The permutation approach is resistant to impacts of violations of the normality assumption. It is not resistant to impacts of violations of any of the other assumptions. In fact, it can be quite sensitive to unequal variances as it will detect differences in the variances of the groups instead of differences in the means. Its scope of inference is the same as the parametric approach. It also provides similarly inaccurate conclusions in the presence of non-independent observations as for the parametric approach. In this example, we discover that parametric and permutation approaches provide very similar inferences, but both are subject to concerns related to violations of the independent observations condition. And we haven’t directly addressed the size and direction of the differences, which is addressed in the coming discussion of confidence intervals.

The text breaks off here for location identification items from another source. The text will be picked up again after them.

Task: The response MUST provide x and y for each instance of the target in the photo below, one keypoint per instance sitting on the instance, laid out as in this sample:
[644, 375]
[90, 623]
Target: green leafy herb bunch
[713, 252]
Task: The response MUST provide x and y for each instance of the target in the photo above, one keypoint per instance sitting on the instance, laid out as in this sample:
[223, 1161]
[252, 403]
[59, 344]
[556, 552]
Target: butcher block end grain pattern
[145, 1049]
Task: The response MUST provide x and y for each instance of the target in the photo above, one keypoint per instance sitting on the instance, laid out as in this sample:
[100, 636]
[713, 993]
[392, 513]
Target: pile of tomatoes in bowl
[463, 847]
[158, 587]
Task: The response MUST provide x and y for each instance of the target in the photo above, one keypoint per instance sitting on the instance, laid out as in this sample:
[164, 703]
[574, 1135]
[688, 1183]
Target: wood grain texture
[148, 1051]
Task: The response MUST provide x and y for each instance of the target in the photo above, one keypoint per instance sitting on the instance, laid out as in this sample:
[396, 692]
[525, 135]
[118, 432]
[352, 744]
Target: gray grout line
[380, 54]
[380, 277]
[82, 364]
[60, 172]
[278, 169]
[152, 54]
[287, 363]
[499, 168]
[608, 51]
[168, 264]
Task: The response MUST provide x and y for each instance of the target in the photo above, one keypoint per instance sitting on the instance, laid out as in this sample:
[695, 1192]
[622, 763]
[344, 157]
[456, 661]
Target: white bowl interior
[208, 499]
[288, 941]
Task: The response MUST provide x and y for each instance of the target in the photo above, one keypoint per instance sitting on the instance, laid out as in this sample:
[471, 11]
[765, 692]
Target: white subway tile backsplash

For comparison, we can also explore the original data set of all $n = 1,636$ observations for the two outfits. The estimated difference in the means is -3.003 cm (commute minus casual), the standard error is 1.472, the $t$-statistic is -2.039 and using a $t$-distribution with 1634 $df$, the p-value is 0.0416. The estimated difference in the means is much smaller but the p-value is similar to the results for the sub-sample we analyzed. The SE is much smaller with the large sample size which corresponds to having higher power to detect smaller differences.

lm_all <- lm(Distance ~ Condition, data = ddsub)
summary(lm_all)

## 
## Call:
## lm(formula = Distance ~ Condition, data = ddsub)
## 
## Residuals:
##      Min       1Q   Median       3Q      Max 
## -106.608  -17.608    0.389   16.392  127.389 
## 
## Coefficients:
##                  Estimate Std. Error t value Pr(>|t|)
## (Intercept)       117.611      1.066 110.357   <2e-16
## Conditioncommute   -3.003      1.472  -2.039   0.0416
## 
## Residual standard error: 29.75 on 1634 degrees of freedom
## Multiple R-squared:  0.002539,   Adjusted R-squared:  0.001929 
## F-statistic:  4.16 on 1 and 1634 DF,  p-value: 0.04156

The permutations take a little more computing power with almost two thousand observations to shuffle, but this is manageable on a modern laptop as it only has to be completed once to fill in the distribution of the test statistic under 1,000 shuffles. And the p-value obtained is a close match to the parametric result at 0.045 for the permutation version and 0.042 for the parametric approach. So we would get similar inferences for strength of evidence against the null with either the smaller data set or the full data set but the estimated size of the differences is quite a bit different. It is important to note that other random samples from the larger data set would give different p-values and this one happened to match the larger set more closely than one might expect in general.

Tobs <- summary(lm_all)$coef[2,3]
Tobs

## [1] -2.039491

B <- 1000
set.seed(406)
Tstar <- matrix(NA, nrow = B)
for (b in (1:B)){
  lmP <- lm(Distance ~ shuffle(Condition), data = ddsub)
  Tstar[b] <- summary(lmP)$coef[2,3]
}
pdata(abs(Tstar), abs(Tobs), lower.tail = F)

## [1] 0.045

Figure 2.15: Permutation distribution of the $t$-statistic for $n = 1,636$ overtake data set.